The man extended his hand and introduced himself as Derek. I smiled and said, "It's nice to meet you, Derek. I'm Nina."

"I used to know someone from Pennsylvania with a daughter named Nina. His name was Joseph. I met him on assignment years ago."

"Assignment? What did he do?"

"He was an investigative journalist."

"Do you remember his last name?" I asked excitedly, amazed at the idea that I might be talking to someone who'd known my father.

"Edwards. His name was Joseph Edwards."

"Oh, my God! That was my father!"

"He was a good man. Great writer," Derek said in a solemn voice, using the past tense, which told me he knew about my father's death.

"It's so wonderful to hear that. He loved what he did."

"He did. I remember him talking about you too. You were the apple of his eye. His little artist is what he called you, if I remember correctly."

I beamed at Derek's memory, loving that my father had spoken about me like that. "I haven't heard that in so long. I miss hearing him call me that."

Derek's eyes narrowed. "I think it's a shame they never charged the people responsible."

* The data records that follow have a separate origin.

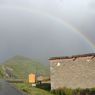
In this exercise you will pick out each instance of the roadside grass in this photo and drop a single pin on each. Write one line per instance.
(31, 90)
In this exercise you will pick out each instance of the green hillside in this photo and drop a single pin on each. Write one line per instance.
(20, 67)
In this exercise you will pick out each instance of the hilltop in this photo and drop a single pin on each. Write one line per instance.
(20, 67)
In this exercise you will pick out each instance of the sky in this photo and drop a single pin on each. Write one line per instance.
(41, 29)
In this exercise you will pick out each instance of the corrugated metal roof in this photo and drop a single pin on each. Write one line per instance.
(74, 56)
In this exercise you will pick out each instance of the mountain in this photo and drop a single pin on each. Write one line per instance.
(20, 67)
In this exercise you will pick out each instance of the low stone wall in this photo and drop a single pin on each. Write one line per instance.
(73, 73)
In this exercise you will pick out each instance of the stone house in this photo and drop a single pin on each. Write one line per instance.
(76, 71)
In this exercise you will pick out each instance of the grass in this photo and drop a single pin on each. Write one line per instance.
(21, 66)
(32, 90)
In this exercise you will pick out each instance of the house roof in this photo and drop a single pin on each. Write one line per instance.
(73, 56)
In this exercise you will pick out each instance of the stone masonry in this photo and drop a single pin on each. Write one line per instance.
(73, 72)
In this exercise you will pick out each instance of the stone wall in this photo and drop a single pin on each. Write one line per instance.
(73, 73)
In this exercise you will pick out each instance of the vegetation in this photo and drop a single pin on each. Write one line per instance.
(20, 67)
(78, 91)
(31, 90)
(1, 73)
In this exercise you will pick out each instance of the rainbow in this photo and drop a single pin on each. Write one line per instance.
(86, 39)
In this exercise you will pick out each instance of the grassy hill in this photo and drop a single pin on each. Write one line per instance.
(20, 67)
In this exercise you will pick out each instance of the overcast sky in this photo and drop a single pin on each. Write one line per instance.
(40, 29)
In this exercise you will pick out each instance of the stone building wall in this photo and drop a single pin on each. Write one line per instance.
(73, 72)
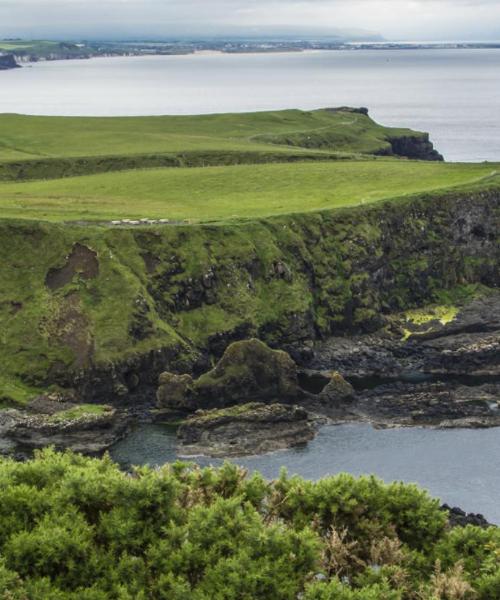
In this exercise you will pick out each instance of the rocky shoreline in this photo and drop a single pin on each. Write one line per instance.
(253, 428)
(430, 371)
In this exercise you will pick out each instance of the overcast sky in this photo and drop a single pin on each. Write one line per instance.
(394, 19)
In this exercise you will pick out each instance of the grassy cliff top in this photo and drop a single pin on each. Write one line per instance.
(38, 137)
(224, 193)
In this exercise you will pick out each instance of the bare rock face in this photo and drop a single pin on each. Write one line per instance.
(8, 61)
(338, 390)
(175, 391)
(248, 371)
(253, 428)
(62, 424)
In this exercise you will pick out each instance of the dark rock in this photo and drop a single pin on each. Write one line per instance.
(248, 370)
(8, 61)
(252, 428)
(459, 518)
(338, 390)
(56, 425)
(176, 392)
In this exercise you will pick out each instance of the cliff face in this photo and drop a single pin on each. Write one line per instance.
(417, 147)
(7, 61)
(104, 311)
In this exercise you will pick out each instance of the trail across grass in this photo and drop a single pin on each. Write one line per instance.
(38, 137)
(222, 193)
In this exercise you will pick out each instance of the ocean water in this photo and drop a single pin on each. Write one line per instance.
(459, 466)
(453, 94)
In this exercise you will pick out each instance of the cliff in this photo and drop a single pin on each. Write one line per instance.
(104, 310)
(7, 61)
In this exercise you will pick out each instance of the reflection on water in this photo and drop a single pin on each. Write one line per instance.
(462, 467)
(453, 94)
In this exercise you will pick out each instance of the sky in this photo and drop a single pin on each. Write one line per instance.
(419, 20)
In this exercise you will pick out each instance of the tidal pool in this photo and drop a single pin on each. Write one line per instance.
(459, 466)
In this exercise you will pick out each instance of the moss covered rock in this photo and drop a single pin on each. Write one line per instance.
(338, 390)
(248, 370)
(175, 391)
(251, 428)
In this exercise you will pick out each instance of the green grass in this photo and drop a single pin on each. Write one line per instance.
(36, 137)
(79, 412)
(221, 193)
(41, 47)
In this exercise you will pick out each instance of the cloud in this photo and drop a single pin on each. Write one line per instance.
(395, 19)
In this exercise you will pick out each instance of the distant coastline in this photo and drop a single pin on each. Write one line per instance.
(18, 52)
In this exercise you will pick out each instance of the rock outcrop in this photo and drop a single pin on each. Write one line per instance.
(248, 370)
(417, 147)
(252, 428)
(89, 430)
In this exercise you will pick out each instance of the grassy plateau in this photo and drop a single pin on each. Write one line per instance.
(220, 193)
(287, 131)
(269, 254)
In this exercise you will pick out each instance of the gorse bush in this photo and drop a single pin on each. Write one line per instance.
(75, 528)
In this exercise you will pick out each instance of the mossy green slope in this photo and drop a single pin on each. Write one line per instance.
(222, 193)
(106, 310)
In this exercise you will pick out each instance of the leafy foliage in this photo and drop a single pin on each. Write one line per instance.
(79, 528)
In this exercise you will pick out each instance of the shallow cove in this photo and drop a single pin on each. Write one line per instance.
(460, 466)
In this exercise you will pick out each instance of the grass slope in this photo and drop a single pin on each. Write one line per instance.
(220, 193)
(35, 137)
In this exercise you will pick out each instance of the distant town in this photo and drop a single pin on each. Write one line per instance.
(15, 52)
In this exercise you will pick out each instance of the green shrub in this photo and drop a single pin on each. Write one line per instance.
(75, 528)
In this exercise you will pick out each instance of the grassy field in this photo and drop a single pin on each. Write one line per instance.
(221, 193)
(33, 137)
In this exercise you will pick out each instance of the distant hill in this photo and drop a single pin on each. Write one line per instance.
(7, 61)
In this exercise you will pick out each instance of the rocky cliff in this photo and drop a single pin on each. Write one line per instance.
(104, 311)
(7, 61)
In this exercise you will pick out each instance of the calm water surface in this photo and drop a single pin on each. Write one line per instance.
(462, 467)
(453, 94)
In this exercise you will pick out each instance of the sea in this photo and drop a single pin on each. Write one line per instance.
(452, 94)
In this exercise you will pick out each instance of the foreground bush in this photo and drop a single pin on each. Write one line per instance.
(80, 529)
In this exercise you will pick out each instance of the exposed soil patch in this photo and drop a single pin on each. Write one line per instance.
(82, 261)
(71, 328)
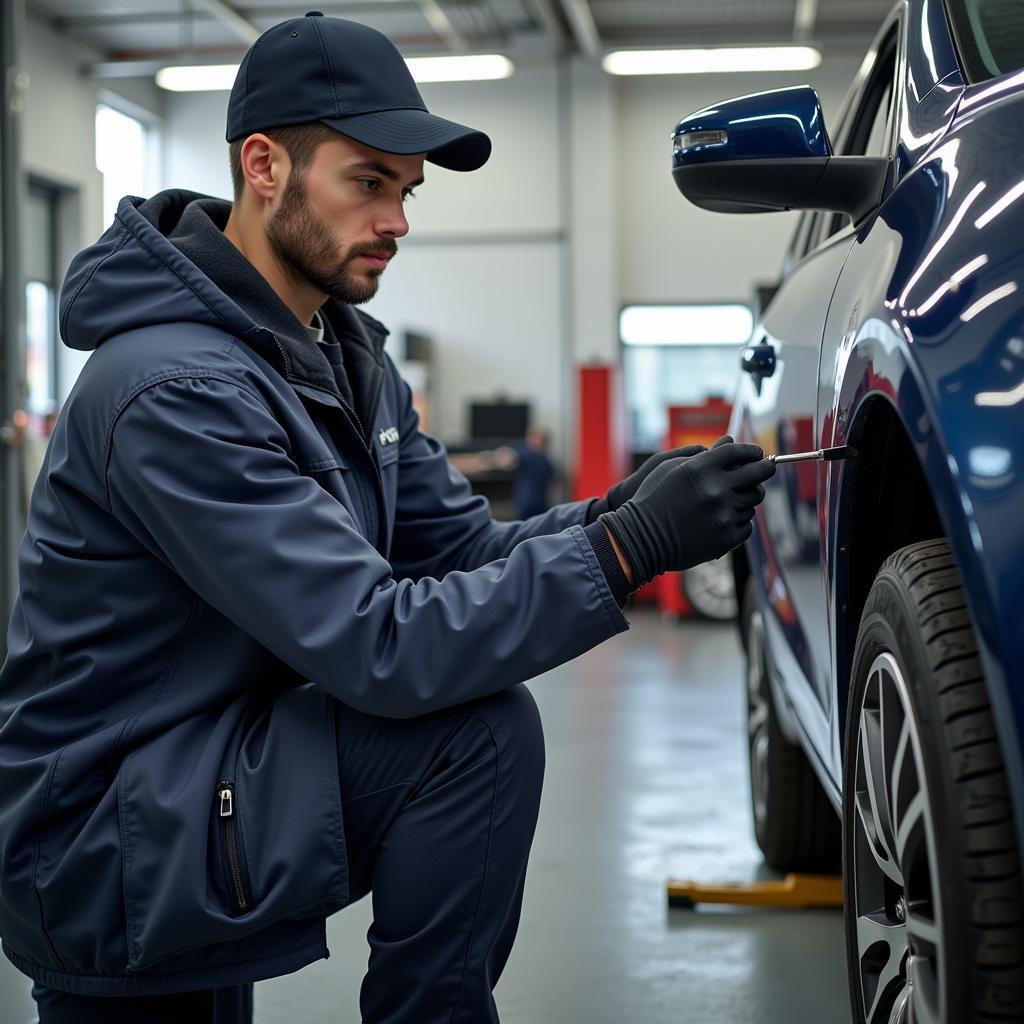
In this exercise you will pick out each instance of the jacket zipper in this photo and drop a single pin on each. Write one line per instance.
(377, 522)
(229, 833)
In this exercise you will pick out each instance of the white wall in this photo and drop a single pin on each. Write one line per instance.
(58, 141)
(519, 269)
(672, 250)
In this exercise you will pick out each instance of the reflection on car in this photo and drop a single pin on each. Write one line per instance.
(883, 597)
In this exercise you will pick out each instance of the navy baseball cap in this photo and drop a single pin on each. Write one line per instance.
(352, 79)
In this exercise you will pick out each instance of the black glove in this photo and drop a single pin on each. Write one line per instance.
(622, 492)
(691, 510)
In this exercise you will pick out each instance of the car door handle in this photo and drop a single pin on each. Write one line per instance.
(759, 359)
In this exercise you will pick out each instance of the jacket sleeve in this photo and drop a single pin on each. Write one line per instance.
(200, 471)
(440, 525)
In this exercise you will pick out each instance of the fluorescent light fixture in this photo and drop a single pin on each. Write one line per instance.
(468, 68)
(696, 325)
(701, 61)
(197, 78)
(464, 68)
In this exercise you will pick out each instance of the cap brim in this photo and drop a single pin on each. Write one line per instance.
(410, 130)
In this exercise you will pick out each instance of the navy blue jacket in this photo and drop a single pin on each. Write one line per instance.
(219, 548)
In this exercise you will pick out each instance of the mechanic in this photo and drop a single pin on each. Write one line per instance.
(268, 649)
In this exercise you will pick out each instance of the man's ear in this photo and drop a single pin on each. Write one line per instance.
(265, 165)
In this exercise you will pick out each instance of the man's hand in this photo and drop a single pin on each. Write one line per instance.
(690, 510)
(621, 493)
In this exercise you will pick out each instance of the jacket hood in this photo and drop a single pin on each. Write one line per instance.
(166, 259)
(135, 276)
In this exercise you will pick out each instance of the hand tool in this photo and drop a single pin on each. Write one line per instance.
(822, 455)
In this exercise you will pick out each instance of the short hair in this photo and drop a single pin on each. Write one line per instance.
(299, 140)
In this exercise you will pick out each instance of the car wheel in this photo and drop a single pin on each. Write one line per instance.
(711, 591)
(796, 825)
(931, 865)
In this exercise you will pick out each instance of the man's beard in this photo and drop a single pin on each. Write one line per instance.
(306, 249)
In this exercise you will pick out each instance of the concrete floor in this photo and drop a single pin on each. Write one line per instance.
(646, 780)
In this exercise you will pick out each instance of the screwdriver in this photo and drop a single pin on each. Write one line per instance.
(822, 455)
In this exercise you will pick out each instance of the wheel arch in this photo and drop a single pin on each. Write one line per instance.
(904, 489)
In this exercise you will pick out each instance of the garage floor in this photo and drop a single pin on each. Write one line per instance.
(646, 779)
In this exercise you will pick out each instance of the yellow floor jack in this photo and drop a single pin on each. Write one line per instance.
(799, 891)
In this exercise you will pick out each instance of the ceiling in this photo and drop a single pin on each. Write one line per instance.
(140, 30)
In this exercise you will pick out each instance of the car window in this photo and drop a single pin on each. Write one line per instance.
(989, 37)
(869, 132)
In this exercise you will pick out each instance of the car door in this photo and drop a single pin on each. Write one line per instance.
(782, 413)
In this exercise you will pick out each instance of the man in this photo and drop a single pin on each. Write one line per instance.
(534, 473)
(267, 651)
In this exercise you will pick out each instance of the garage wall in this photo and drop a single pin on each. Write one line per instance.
(518, 270)
(671, 250)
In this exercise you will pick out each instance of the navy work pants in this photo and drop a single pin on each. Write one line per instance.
(439, 813)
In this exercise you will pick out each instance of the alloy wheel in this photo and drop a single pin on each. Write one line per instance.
(900, 949)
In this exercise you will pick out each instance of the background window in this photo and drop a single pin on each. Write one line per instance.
(123, 157)
(678, 355)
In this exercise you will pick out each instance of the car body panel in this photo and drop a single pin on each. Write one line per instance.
(925, 312)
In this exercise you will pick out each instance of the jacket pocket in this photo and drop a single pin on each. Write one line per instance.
(236, 872)
(224, 849)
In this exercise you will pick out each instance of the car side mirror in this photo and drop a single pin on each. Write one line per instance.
(770, 152)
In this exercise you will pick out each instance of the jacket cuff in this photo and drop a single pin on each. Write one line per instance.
(597, 507)
(608, 560)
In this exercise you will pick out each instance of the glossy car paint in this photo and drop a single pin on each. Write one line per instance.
(788, 122)
(921, 306)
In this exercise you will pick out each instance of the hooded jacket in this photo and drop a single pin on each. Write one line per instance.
(220, 548)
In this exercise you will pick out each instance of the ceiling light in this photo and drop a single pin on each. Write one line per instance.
(197, 78)
(689, 325)
(731, 58)
(467, 68)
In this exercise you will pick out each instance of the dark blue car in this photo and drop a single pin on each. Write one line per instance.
(883, 595)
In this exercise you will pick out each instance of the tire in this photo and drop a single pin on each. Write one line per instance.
(932, 875)
(796, 825)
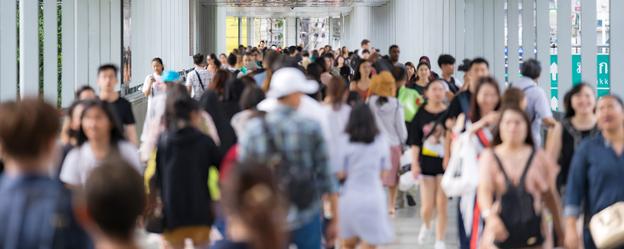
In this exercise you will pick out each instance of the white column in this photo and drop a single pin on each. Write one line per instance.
(8, 51)
(220, 34)
(564, 48)
(50, 52)
(68, 77)
(291, 33)
(498, 65)
(543, 43)
(617, 47)
(588, 41)
(478, 24)
(93, 39)
(460, 27)
(488, 30)
(512, 40)
(528, 29)
(29, 54)
(470, 29)
(81, 43)
(116, 22)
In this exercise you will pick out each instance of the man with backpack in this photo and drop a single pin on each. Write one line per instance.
(294, 147)
(197, 81)
(538, 108)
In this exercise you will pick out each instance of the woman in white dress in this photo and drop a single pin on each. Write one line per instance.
(364, 218)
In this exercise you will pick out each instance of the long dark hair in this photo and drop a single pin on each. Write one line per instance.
(361, 126)
(336, 89)
(116, 132)
(178, 107)
(529, 136)
(219, 80)
(358, 76)
(252, 195)
(475, 109)
(416, 71)
(567, 99)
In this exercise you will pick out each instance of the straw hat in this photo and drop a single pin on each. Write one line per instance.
(383, 84)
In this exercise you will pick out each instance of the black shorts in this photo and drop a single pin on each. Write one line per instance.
(431, 166)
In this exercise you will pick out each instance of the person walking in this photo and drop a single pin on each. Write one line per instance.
(390, 119)
(198, 80)
(100, 137)
(32, 203)
(578, 124)
(184, 158)
(107, 81)
(596, 172)
(364, 218)
(427, 148)
(516, 184)
(300, 144)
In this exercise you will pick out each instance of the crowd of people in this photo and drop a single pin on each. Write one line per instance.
(267, 148)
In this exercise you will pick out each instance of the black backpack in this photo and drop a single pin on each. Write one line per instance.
(298, 184)
(523, 224)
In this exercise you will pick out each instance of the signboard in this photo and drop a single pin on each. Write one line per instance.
(554, 82)
(576, 69)
(603, 85)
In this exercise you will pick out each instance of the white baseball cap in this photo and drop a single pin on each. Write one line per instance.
(290, 80)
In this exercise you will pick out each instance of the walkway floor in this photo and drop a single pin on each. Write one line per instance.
(407, 225)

My heart slammed against my chest at Derek's implication. The police had repeatedly told my sister and me that all the leads had gone cold, but it sounded like he was saying someone knew who'd murdered my father. "Do you know anything about that?"

"Ma'am, it's time we got going."

I turned to see Jared ready to do his best escort impression. "I'll be ready in a minute. I'm talking right now."

My shadow looked around and then back at me. "Ma'am, I think he left."

Jared was right. Derek was nowhere in sight. I took off to find him, but it was like he'd vanished. I searched all four floors, but I never found him. As Jared escorted me back to the hotel, the man's claim echoed in my head.

Someone knew who had murdered my father.



I left Jared behind in the lobby and raced up to the room to get my head together. I needed a cool drink and some time to think about what Derek had said. The idea that the people responsible for my father's death still roamed free while he lay cold in the ground tore at me. I'd never believed what the police told us, but without any proof, all I had was my gut feeling that what they knew about the case was only the tip of the iceberg.

Throwing my purse on one of the chairs in the suite's living room, I stripped nude and ran myself a bath in the soaker tub. I poured myself a glass of red wine and slid into the water, wanting so desperately to calm the craziness that was racing around my brain. The wine quickly dulled my senses, as alcohol always did, and I closed my eyes to silence my thoughts.

At last, my brain calmed and all that was left was the feeling of loss that I'd had since the moment I learned that my father had died of a gunshot wound in an abandoned warehouse in Newark. My father and mother for so many years was gone, taken from me in a moment of hate or passion. I didn't know which. As I sat in the warm water there in the hotel suite I shared with Tristan, all I really knew was that my father was murdered and gone forever.